How to condition Stable-Diffusion on CLIP image embeddings?

I saw that the last hidden state of the CLIP text features is passed to stable diffusion. It has shape [B, 77, 1024]. I am instantiating the text-related components of CLIP from the stable-diffusion checkpoints.

My problem is that the last hidden state of the CLIP image features has shape [B, 257, 1024]. I need to instantiate the CLIPVisionModel from another repo, because stabilityai/stable-diffusion-2-1-base does not have it.

This is my code:

model_id = "stabilityai/stable-diffusion-2-1-base"

text = ""

tokenizer = AutoTokenizer.from_pretrained(model_id, subfolder="tokenizer", use_fast=False,)
text_encoder = CLIPTextModel.from_pretrained(model_id, subfolder="text_encoder")

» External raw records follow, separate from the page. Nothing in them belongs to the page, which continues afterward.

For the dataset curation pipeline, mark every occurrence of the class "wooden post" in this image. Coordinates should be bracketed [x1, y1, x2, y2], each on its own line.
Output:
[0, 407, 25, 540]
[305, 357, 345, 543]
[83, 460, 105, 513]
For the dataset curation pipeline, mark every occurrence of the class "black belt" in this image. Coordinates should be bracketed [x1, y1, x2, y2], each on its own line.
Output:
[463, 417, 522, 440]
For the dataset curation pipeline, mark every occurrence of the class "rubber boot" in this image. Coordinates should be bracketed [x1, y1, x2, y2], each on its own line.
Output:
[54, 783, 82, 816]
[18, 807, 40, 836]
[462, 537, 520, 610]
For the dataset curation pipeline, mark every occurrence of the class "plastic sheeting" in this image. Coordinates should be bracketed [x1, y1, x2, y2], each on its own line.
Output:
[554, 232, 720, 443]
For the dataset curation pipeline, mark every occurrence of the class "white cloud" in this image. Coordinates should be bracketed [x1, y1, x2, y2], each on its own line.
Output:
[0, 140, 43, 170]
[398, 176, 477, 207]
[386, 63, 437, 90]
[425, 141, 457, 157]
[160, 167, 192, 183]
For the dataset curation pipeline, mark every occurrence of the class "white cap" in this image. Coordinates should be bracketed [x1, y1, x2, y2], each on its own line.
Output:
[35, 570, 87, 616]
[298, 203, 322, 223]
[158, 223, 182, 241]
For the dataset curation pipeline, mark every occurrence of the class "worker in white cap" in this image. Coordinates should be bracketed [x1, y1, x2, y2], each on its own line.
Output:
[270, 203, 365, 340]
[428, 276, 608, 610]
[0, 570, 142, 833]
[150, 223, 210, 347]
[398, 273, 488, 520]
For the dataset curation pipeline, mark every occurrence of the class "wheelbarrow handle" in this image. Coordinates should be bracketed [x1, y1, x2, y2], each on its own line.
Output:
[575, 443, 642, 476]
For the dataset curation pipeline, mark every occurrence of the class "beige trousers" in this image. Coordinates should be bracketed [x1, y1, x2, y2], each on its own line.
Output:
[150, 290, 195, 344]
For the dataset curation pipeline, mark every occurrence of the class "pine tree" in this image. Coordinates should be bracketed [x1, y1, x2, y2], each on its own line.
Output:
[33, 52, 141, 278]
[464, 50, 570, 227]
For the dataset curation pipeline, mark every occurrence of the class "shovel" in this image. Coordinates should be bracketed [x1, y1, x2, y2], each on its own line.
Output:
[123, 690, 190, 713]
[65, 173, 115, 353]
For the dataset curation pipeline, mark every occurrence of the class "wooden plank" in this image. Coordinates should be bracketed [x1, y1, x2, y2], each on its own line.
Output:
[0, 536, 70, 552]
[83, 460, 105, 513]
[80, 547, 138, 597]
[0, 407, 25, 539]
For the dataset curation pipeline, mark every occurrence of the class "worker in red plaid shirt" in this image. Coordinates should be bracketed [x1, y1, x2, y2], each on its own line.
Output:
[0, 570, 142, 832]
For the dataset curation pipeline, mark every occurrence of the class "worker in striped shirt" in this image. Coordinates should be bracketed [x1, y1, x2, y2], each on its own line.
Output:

image_processor = CLIPImageProcessor.from_pretrained(model_id, subfolder="feature_extractor")
image_encoder = CLIPVisionModel.from_pretrained("laion/CLIP-ViT-H-14-laion2B-s32B-b79K")

# text
text_inputs = tokenizer(["a photo of a cat"], max_length=tokenizer.model_max_length, padding="max_length", truncation=True, return_tensors="pt")
text_features = text_encoder(**text_inputs)   # [1, 77, 1024]

# image
image_inputs = image_processor(images=image, return_tensors="pt")
image_features = image_encoder(**image_inputs)    # [1, 257, 1280]
  • Is it even possible to replace the text embeddings with image embedding directly?
  • If yes, then how can I get the same shapes?
  • I think that the vision- and text-encoder outputs are passed through a projection layer before loss computation during training. Would I need to map the image_features to the projection space and from there to the text embedding space using the linear projections?